Today I'm driving 284 miles round-trip to take Jeeves in to be fixed by a dealer that isn't an ass. At least it's a nice day for it.
Things have finally progressed since I complained to the BBB. While Holland's Sew Shoppe continues to refuse to acknowledge that a single thing might be wrong with my machine and has now expanded their accusations of my incompetence to include my ability to work the software and hoop anything at all AND that I lied about them not ordering parts in a timely manner (3 months for a damn bobbin cover?), they refunded the $60 "repair" fee that I paid them in February to do absolutely nothing, and Husqvarna has finally stepped in (after 6 emails from me) and will be honoring the warranty because all of this started while it was under warranty, and will work with the new dealer to either find the problem or send it in to the service center.
So, it's good and bad. While I am happy that at least I didn't have to pay for this lousy treatment from Holland's, it would be hard to find a more ungracious response than their two letters to the Better Business Bureau. I think all of us have personal egos, but it must be very sad to be a person who would rather save face than save a customer. Just a year ago, I was an advocate for Husqvarna and would have recommended them to anyone. Now they're finally stepping in to make things right, but it will never be the same. Even if everything works perfectly, I'll never be as happy as I was, nor can I ever recommend them to anyone. And what would it have really taken for them to have behaved just a bit better and create a happy customer? I actually suggested to them several months ago that they send out surveys to their customers to find out how they are being treated by their dealers. On the Husqvarna Facebook page, customer after customer in totally unrelated areas are sharing horror stories of service at dealerships, and other dealers are jumping in to say that Husqvarna has "no control" over their dealers. Hogwash (which is the only non-swear word I can think of that would be accurate here). Manufacturers exert control over dealers all the time--just ask any car dealer or a McDonald's franchise owner. Think McDonald's lets a few things slide here and there because they "have no control" over a dealer? McDonald's food might be really revolting, but the corporate office makes sure that their revolting food is equally revolting worldwide. They take more care of a 99 cent hamburger than Husqvarna does over machines that cost $3000 to $6000. How did they not see the logical result?
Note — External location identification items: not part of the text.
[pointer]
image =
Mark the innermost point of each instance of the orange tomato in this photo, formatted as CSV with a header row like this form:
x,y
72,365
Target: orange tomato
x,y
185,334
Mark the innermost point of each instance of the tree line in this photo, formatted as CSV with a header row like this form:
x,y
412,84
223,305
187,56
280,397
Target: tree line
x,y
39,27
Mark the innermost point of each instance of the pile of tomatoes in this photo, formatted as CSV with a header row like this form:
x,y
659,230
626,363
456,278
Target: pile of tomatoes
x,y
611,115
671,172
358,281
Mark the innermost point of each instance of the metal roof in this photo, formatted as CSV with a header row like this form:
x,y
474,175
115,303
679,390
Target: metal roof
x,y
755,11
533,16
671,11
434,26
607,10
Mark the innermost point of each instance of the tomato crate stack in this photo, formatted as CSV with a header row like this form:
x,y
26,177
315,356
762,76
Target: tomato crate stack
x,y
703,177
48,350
In college I sold Cutco knives, as did many college students. I still have them, and almost 20 years after I started selling them, I still sell them to friends occasionally because I can be absolutely positive that they won't regret it. They are the best knives I have ever used, and the guarantees are absolute. I recently sent back a couple pieces to be sharpened--including my sewing shears--and a piece with a melted handle to be replaced, and they came back quickly, no questions asked, and for unknown reasons they had replaced my 10-year-old sewing shears instead of just sharpening them. Maybe that was easier, or maybe they found a flaw I had never seen. It doesn't matter--I'm happy, have just about everything they make, and continue to give Cutco as gifts, as do many of my friends and relatives. Pretty good return on investment for the occasional knife they replace for free.
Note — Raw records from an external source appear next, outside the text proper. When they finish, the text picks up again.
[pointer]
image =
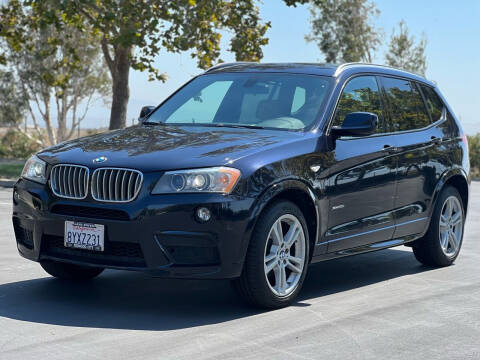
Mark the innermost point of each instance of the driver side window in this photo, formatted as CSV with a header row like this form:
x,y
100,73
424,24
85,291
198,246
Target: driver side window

When Andy and I got married, we used some of the wedding money to buy some great pans we found at a local cooking store made by an American company called Scanpan. We didn't know much about the company, but the pans are titanium so that meant nonstick pans that could go in the dishwasher. Score! We ended up having two pans that had trouble after 3 years of pretty hard use, so I sent the company an email to ask what I needed to do to get them replaced, and I promptly received an email with an attached return form, and they replaced them without question--even though we hadn't realized they would send whole new pans with lids to replace the two we returned, so now we even have extra lids. No questions asked, it probably didn't cost them a whole lot to replace them, and now I mention it to everyone I know. Again, probably a pretty good investment.
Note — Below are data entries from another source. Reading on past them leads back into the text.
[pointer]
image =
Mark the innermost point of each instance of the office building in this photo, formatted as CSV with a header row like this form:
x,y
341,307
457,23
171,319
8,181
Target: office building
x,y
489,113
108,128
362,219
We buy everything we can through Costco because of their outstanding customer service. I will not even consider another insurance company because of the outstanding customer service I have received time and time again from Farm Bureau insurance. Our mechanic, Mountain View Service, doesn't have loyal customers so much as a customer cult. I am truly sorry that neither Husqvarna nor Holland's Sew Shoppe can see the value of creating that kind of customer loyalty, and perhaps they'll even manage to stay in business because there will always be people like me who don't know that not all expensive sewing machines are going to be backed the same way by manufacturers. But they have forever destroyed my customer relationship with them. I hope that whatever sense of superiority or satisfaction Holland's gets out of believing customers to be liars and incompetents is worth it. A 280-mile drive is certainly worth it to me to never see them again.